I tried to work with your circuit but could not get a possible solution for the common mode shift problem. So, I modified the circuit to get a solution as close as to what you want. The top plot is for input current direction from the top and the bottom plot is for the input current direction from the bottom. You see an offset voltage of 0.3mV between the top and bottom current directions. No matter what, this cannot be eliminated because the common mode positive input voltage for OPA659 is always offset from 1.25V by 1.72mV. The TINA-TI circuit simulator shows rounds up numbers 1.2449 as 1.25V for dc analysis, but if you do the math then you figure out the offset which needs to be taken into account. However, as I said earlier, you should not see the V(p-p) between separate signals for a fully differnetial amplifier, instead look at it as the sum of V(p-p) of negative and positive outputs which is precise 55mV. If you feed this signal to a data converter, you would measure 55mV, because a data converter always takes inputs as Voltage differential peak-to-peak [ Vout-diff(p-p)].

So, this circuit solves the problem of voltage over-range issue for the data converter as well as there are no spikes in the output. I hope this helps.

Regards,

Rohit

Hi Rohit,

Thank you.. Your solution solves a few other issues for me as well, less different components and less power dissipation.

I might loose one THS4520 because I need a 8x multiplication in total for this current measure. The other THS4520 can be used to measure voltage (this was not included in the circuit). The max frequency I will use is 24Mhz my amplification is 8x . This would mean that my Gain Bandwidth product is 192 Mhz (24 Mhz * 8). The device GBP is 1200Mhz so I can use only one THS4520.

I guess measuring the input voltage is fairly easy. Feed one of the buffer outputs to a another THS4520 (and condition accordingly with the resistors).

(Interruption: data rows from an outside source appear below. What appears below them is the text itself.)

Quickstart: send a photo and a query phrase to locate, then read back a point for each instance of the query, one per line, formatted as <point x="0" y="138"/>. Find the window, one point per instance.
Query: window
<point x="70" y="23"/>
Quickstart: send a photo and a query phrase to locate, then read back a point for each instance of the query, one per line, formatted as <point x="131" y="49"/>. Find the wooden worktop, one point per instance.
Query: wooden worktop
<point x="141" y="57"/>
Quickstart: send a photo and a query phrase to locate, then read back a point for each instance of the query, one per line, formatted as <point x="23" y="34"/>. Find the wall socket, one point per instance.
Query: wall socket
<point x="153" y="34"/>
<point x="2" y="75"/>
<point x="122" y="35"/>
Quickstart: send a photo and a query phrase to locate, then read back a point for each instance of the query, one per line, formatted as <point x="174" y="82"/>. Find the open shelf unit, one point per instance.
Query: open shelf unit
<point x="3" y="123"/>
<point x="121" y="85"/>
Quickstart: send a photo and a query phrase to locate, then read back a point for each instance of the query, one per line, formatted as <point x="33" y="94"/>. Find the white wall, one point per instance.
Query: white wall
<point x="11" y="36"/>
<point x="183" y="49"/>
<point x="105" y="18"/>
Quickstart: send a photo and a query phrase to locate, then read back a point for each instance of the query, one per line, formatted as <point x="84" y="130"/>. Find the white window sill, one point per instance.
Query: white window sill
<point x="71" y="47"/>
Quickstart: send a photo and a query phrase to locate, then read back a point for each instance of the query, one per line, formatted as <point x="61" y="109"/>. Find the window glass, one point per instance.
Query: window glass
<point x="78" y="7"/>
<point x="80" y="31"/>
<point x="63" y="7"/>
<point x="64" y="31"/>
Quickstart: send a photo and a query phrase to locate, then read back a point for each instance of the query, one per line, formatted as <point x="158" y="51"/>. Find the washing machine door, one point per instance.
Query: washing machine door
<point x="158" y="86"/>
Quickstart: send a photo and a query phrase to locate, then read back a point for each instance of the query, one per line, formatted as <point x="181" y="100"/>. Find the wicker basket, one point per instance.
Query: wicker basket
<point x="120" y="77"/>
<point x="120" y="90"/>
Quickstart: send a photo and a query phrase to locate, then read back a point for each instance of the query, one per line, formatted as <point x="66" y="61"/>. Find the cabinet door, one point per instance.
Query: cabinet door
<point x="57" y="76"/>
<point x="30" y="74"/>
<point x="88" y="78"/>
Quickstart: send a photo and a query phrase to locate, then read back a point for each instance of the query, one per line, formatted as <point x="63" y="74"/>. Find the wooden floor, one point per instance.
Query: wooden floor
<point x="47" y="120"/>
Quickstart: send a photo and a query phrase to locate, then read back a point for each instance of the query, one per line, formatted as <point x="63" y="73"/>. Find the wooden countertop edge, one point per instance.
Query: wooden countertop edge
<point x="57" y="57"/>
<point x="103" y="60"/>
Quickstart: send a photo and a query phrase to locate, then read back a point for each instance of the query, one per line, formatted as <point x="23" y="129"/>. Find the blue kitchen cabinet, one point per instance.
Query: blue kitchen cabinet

Can you tell me where in the datasheet I can find the offset voltages for the positive and negative common mode inputs? Iám having a hard time finding them.

Thanks for you for support.

Roy

Hi Roy,

That's great. You can find the offset voltages for the positive and negative common mode inputs as +/- 0.25mV typical with a max variation of +/-2.5mV. This number can be found on page 5 of the datasheet for THS4520. The same can be found on page 5 for Ouput Common mode offset for CM input to be as +/-0.25mV.

Thanks,

Rohit